Der Erreger
Bei dem sogenannten West Nil Virus (WNV) handelt es sich um ein behülltes RNA-Virus aus der Familie der Flaviviren. Nahe Verwandtschaft besteht zu weiteren Flaviviren, wie dem FSME-Virus, dem Hepatitis C-Virus, dem Dengue Virus, dem Japan-Enzephalitis-Virus, dem St. Lewis-Enzephalitis-Virus, dem Gelbfieber-Virus und dem ebenfalls bei Vögeln auftretenden Usutu-VirusÖffnet sich in einem neuen Fenster. Da die Erregerübertragung durch blutsaugende Stechmücken, wie Mückenarten der Gattungen Culex (z.B. die Gemeine Hausmücke Culex pipiens) oder Aedes (z.B. Aedes albopictus, die asiatische Tigermücke) erfolgt, wird das WNV zu den ARBO (ARthropod-BOrne) Viren gezählt.
Wo kommt das Virus vor?
WNV kommt weltweit vor und gehört zu den am weitesten verbreiteten Flaviviren. Erstmals wurde der Erreger 1937 in Afrika im West-Nil-Distrikt in Uganda nachgewiesen. Anfang der 1960er Jahre trat es zum ersten Mal auf dem europäischen Festland (Frankreich) auf und etablierte sich nachfolgend im Mittelmeerraum. In den USA wurde 1999 erstmalig vom Auftreten berichtet. In kurzer Zeit verbreitete sich das Virus dann im gesamten Land, auch Kanada war betroffen. 2002 kam es in Nordamerika zu einer großen Epidemie mit über 4000 erkrankten Menschen und 250 Toten.
In Europa tritt das Virus im Allgemeinen in Form saisonaler Ausbrüche mit Schwerpunkt im Spätsommer und Herbst auf, die sich bis 2017 auf süd- und südosteuropäische Länder beschränkten. In erster Linie betroffen waren und sind Italien und Griechenland. Seit 2018 treten außerdem gehäuft WNV-Ausbrüche in Frankreich und Spanien auf. Dahingegen scheint das früher aktive Ausbruchsgeschehen in Rumänien und Ungarn aktuell eher rückläufig. Vereinzelt wurden in den letzten Jahren auch Nachweise u.a. aus Bulgarien, Österreich, Portugal und Kroatien berichtet.
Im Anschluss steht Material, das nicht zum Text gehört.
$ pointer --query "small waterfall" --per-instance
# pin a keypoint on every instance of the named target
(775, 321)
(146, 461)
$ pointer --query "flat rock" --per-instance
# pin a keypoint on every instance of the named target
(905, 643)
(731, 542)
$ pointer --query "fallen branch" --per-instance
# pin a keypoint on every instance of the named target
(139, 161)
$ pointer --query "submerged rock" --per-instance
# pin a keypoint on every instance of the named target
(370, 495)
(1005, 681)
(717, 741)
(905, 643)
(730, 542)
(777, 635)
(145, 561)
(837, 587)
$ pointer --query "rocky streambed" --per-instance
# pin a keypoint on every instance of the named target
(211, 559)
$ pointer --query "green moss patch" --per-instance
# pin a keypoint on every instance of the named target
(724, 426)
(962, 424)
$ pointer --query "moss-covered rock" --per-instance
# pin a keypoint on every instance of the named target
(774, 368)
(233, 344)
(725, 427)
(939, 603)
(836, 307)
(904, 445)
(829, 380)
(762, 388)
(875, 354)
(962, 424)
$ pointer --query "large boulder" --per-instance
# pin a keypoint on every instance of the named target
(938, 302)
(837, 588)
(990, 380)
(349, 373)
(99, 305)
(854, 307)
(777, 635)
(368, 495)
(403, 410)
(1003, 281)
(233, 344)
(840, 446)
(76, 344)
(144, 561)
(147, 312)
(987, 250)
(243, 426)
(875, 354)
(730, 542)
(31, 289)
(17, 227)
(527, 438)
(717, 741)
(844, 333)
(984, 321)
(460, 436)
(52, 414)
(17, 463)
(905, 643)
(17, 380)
In Deutschland trat die Infektion bis 2017 nur bei Menschen auf, die sich im Ausland in Endemiegebieten aufgehalten hatten und nach ihrer Rückkehr erkrankten. Tiere waren nicht betroffen.
Dies änderte sich im August 2018 als das West-Nil-Virus bei einem verstorbenen Bartkauz aus einer Volierenhaltung in Halle a. d. Saale (Sachsen-Anhalt) nachgewiesen wurde. Bis Jahresende 2018 wurden insgesamt zwölf Fälle bei Vögeln sowie zwei Fälle bei Pferden in den östlichen Bundesländern registriert. Betroffene Vogelarten waren Sperlinge, Rabenvögel, Eulen und Greifvögel.
Auch in den Folgejahren setzten sich die Nachweise von West-Nil-Virus bei Zoo-, Wildvögeln und Pferden in den Bundesländern Berlin, Brandenburg, Sachsen-Anhalt, Sachsen sowie Thüringen fort (siehe Tab. 1). Mit vereinzelten Fällen waren zudem die Bundesländer Hamburg, Mecklenburg-Vorpommern, Bayern und Niedersachsen betroffen.
Als Besonderheit konnte im Jahr 2022 erstmals bei einem Seehund, welcher nach zentralnervöser Symptomatik verendete, WNV nachgewiesen werden.